Quizá la mala noticia es su simple historia que intenta darle un poco más de profundidad al protagonista y al misterioso pasado de Grimshore, así que es probablemente la parte menos memorable de la experiencia. Hay una trama principal, personajes y algunas situaciones extrañas, pero todo se desarrolla bastante rápido y sin mucho chiste. Meat Grinder: Hotdog Simulator realmente funciona en su capacidad para no tomarse demasiado en serio ¿Es un simulador profundo? No ¿Tiene toneladas de contenido? Tampoco ¿Vamos a pasar 200 horas diseñando el restaurante de nuestros sueños? Probablemente no. Además también ayuda que el juego sea bastante ligero en lo técnico, ya que su estética, controles sencillos y apartado visual hacen que se sienta como uno de esos títulos que prácticamente podrían funcionar en una tostadora. Y en Steam Deck se siente hasta de sobra, es portátil, sencillo, extraño y perfecto para jugar mientras esperan que llegue su propia comida a domicilio.
Claramente Meat Grinder: Hotdog Simulator no pretende ser el próximo gran simulador gastronómico ni una obra maestra del terror psicológico. Es algo mucho más específico, es una pequeña experiencia absurda que mezcla cocina, administración, horror low-poly, humor negro y una cadena de suministro que debería provocar la intervención inmediata de las autoridades sanitarias. Y eso funciona bien.
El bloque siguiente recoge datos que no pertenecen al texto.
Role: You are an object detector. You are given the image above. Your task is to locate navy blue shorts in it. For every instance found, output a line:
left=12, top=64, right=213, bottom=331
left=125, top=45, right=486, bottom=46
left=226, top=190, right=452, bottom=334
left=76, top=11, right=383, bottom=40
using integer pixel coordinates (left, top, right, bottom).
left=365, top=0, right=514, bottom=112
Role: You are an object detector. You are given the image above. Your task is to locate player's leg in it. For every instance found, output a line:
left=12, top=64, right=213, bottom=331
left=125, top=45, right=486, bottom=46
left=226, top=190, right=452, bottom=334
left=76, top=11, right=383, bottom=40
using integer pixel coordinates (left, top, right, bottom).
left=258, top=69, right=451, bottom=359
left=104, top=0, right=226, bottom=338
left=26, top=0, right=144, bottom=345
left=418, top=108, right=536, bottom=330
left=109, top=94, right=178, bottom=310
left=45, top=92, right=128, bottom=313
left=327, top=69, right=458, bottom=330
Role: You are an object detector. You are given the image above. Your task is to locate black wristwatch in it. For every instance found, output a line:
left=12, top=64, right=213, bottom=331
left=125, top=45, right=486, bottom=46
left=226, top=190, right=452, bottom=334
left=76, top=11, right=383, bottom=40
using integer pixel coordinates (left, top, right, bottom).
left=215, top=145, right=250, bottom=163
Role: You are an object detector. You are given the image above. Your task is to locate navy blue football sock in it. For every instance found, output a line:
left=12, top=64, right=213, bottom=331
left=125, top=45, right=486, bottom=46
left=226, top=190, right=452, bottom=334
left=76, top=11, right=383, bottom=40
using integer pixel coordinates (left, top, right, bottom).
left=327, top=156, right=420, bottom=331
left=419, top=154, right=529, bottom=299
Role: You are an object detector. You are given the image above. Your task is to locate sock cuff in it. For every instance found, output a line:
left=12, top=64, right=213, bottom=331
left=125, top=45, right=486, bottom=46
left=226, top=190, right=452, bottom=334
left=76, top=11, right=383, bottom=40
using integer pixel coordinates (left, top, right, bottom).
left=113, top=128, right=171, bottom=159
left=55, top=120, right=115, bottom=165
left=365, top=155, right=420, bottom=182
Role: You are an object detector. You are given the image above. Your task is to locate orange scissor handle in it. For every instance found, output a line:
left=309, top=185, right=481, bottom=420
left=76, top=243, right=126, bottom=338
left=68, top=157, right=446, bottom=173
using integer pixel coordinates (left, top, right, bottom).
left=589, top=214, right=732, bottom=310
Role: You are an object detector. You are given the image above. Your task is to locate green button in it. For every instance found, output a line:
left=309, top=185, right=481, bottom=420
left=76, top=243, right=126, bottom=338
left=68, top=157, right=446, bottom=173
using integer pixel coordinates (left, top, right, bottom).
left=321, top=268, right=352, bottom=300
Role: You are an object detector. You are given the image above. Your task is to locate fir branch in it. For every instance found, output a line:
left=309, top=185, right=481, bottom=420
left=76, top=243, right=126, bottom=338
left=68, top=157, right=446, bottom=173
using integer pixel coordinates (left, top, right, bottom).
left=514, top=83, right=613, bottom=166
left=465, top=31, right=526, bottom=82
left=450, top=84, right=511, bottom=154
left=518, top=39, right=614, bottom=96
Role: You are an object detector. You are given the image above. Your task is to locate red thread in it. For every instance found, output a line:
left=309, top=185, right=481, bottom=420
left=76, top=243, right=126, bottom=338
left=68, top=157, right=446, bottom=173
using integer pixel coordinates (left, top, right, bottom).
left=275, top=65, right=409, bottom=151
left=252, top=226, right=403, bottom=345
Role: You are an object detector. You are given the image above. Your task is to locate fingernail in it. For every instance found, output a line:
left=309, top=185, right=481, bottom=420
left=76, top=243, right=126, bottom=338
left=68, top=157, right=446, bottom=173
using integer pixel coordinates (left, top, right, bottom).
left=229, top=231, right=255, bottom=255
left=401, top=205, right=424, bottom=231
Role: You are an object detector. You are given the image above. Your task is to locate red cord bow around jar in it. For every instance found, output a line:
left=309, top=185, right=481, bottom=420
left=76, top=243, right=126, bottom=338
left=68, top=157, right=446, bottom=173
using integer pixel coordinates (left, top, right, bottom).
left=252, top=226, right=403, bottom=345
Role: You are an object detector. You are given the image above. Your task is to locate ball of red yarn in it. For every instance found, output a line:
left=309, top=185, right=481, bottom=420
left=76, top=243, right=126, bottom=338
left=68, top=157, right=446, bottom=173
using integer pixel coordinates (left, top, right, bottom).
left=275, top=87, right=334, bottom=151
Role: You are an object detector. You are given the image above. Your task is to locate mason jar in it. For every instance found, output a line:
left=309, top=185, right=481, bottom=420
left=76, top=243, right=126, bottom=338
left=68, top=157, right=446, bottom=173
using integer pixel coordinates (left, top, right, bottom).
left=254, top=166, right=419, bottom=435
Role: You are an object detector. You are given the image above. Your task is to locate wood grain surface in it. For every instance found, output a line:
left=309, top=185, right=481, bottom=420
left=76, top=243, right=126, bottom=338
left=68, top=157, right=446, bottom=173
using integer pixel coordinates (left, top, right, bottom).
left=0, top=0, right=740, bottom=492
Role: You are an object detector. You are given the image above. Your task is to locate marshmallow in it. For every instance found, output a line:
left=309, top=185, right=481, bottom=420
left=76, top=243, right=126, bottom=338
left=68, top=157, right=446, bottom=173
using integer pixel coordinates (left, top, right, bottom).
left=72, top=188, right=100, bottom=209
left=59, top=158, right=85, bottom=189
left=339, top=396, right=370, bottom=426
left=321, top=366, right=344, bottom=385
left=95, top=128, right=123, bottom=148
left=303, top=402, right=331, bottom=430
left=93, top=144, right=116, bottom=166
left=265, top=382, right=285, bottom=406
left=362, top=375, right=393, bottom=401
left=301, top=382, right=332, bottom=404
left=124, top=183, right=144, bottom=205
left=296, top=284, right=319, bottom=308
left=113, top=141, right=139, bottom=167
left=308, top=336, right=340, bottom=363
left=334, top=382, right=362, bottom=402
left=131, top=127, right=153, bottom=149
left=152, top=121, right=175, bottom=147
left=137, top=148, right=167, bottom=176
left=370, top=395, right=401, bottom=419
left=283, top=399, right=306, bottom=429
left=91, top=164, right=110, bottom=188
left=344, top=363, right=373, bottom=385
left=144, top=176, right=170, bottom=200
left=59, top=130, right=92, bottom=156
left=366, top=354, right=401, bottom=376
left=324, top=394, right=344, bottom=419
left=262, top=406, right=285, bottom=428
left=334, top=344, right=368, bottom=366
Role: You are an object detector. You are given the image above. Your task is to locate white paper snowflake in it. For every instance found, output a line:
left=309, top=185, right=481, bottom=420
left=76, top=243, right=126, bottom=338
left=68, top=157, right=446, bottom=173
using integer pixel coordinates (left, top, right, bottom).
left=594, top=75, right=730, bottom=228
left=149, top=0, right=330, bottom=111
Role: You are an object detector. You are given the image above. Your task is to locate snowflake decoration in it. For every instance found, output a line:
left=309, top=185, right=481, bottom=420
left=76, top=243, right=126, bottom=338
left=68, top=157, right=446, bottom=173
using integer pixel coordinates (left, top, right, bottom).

Si buscan un juego corto, extraño, divertido y diferente, Meat Grinder: Hotdog Simulator es una buena opción para una tarde tranquila. No exige una inversión de cien horas, no obliga a aprender sistemas absurdamente complejos y tampoco pretende convencerlos de que están ante una experiencia trascendental. Solo quiere que preparen unos hot dogs. Y ocasionalmente saquen ingredientes de dudosa procedencia.
Por cierto, el título ya se encuentra disponible en Steam, pero más adelante llegará a PS5 y Xbox Series X|S.